0

Let's say we have 10 independent variable x1,x2,x3,...xn which all are categorical with same levels 0,1,2 (eg., 0 = no color , 1 = Red, 2 = Green) and you have two dependent(response) variables (eg., y1 = pant length in m and y2 = waist size in m). How do we determine which independent variables (x1,x2,x3,...xn) drives the dependent variables (y1 and y2)?

Example of the data is as follows:

| x1 | x2 | x3 | x4 | x5 | x6 | x7  | x8 | x9 | x10 | size(y1) | length(y2) |

|----|----|----|----|----|----|-----|----|----|-----|----------|------------|

|  0 |  1 |  2 |  1 |  0 |  0 |   2 |  1 |  0 |   2 |     0.36 |       0.84 |
|  0 |  1 |  1 |  0 |  2 |  1 |   0 |  2 |  0 |   1 |     0.84 |       1.23 |
|  1 |  2 |  0 |  1 |  0 |  1 |   0 |  1 |  0 |   2 |     1.92 |       3.86 |

I tried PLS regression in python and here is my code

import pandas as pd
import numpy as np
df = pd.read_csv('data.csv', header = 0)

X =  pd.DataFrame.as_matrix(df[[x for x in df.columns if x not in ['waist_size', 'pant_length']]])
Y =  pd.DataFrame.as_matrix(df[[''waist_size', 'pant_length'']])

from sklearn.cross_decomposition import PLSRegression
pls = PLSRegression(n_components = 8)
pls.fit(X,Y)
coef = pls.coef_
sorted_index = np.argsort(np.abs(pls.coef_))

Actual result from this approach is as follows: I am getting a numpy array for all the rows in the dataset and is as follows

[1, 0],
[1, 0],
[1, 0],
[1, 0],
[1, 0],
[0, 1],
[1, 0]
.....

How to interpret this?

And, is there is a way to calculate direct correlations and feature importance in this kind of problems?
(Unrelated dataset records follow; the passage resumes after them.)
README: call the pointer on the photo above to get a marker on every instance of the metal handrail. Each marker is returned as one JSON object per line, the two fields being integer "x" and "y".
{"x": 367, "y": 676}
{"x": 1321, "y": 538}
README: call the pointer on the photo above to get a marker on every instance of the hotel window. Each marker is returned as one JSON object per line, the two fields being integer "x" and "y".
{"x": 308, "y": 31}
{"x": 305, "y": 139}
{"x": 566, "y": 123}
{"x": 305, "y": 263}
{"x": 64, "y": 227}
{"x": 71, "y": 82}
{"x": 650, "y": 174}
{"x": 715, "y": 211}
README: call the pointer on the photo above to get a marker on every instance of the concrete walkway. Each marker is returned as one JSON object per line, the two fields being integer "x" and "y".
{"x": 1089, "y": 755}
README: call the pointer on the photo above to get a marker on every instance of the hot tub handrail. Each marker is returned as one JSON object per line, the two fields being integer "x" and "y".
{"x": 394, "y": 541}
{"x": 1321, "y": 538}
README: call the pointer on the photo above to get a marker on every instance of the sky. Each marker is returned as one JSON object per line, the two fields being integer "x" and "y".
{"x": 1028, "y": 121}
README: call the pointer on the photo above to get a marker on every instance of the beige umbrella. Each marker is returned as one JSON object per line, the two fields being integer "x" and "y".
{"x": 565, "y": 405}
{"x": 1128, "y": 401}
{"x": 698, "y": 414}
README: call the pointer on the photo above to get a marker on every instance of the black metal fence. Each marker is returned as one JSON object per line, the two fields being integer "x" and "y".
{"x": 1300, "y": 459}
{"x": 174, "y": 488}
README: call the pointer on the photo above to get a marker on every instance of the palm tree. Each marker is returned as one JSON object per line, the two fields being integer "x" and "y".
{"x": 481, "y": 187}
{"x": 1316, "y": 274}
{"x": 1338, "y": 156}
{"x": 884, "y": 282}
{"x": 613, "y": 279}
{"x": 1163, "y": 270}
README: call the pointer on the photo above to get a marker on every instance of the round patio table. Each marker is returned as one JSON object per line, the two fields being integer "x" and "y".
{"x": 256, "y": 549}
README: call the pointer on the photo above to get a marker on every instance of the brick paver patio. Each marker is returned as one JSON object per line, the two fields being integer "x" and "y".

  • related: https://stackoverflow.com/questions/3949226/calculating-pearson-correlation-and-significance-in-python – Ray Tayek Apr 24 '19 at 02:08
  • Ray, my question was, can correlation be calculated between three variables - i.e., correlation between x1 and combinatiom of (y1, y2) – akhil reddy Apr 24 '19 at 03:37
  • https://en.wikipedia.org/wiki/Multiple_correlation – Ray Tayek Apr 24 '19 at 07:35
  • https://stackoverflow.com/questions/42128462/in-python-how-to-do-correlation-between-multiple-columns-more-than-2-variables – Ray Tayek Apr 24 '19 at 07:37
  • The wikipedia link is correlation between one dependent variable (y1) and multiple independent variables(x1, x2,..., xn). The stack overflow link is correlation between multiple variables. My question is specifically on how can we calculate correlation between (y1,y2) and(x1, x2,..., xn) – akhil reddy Apr 25 '19 at 08:09
  • Based on my research one way Manova might be of help – akhil reddy Apr 25 '19 at 08:13
  • maybe like this: https://stats.stackexchange.com/questions/4517/regression-with-multiple-dependent-variables – Ray Tayek Apr 26 '19 at 04:24

1 Answers1

0

You can use Principal Component Analys (PCA) for this aim (as for me, PCA is better for your aim then PLS). But, as for your question, you get 2 vectors because you are training PLS2, not PLS1 (Y- is a vector 10*2). You must use pls.x_loadings_ (if you want to work with only pls).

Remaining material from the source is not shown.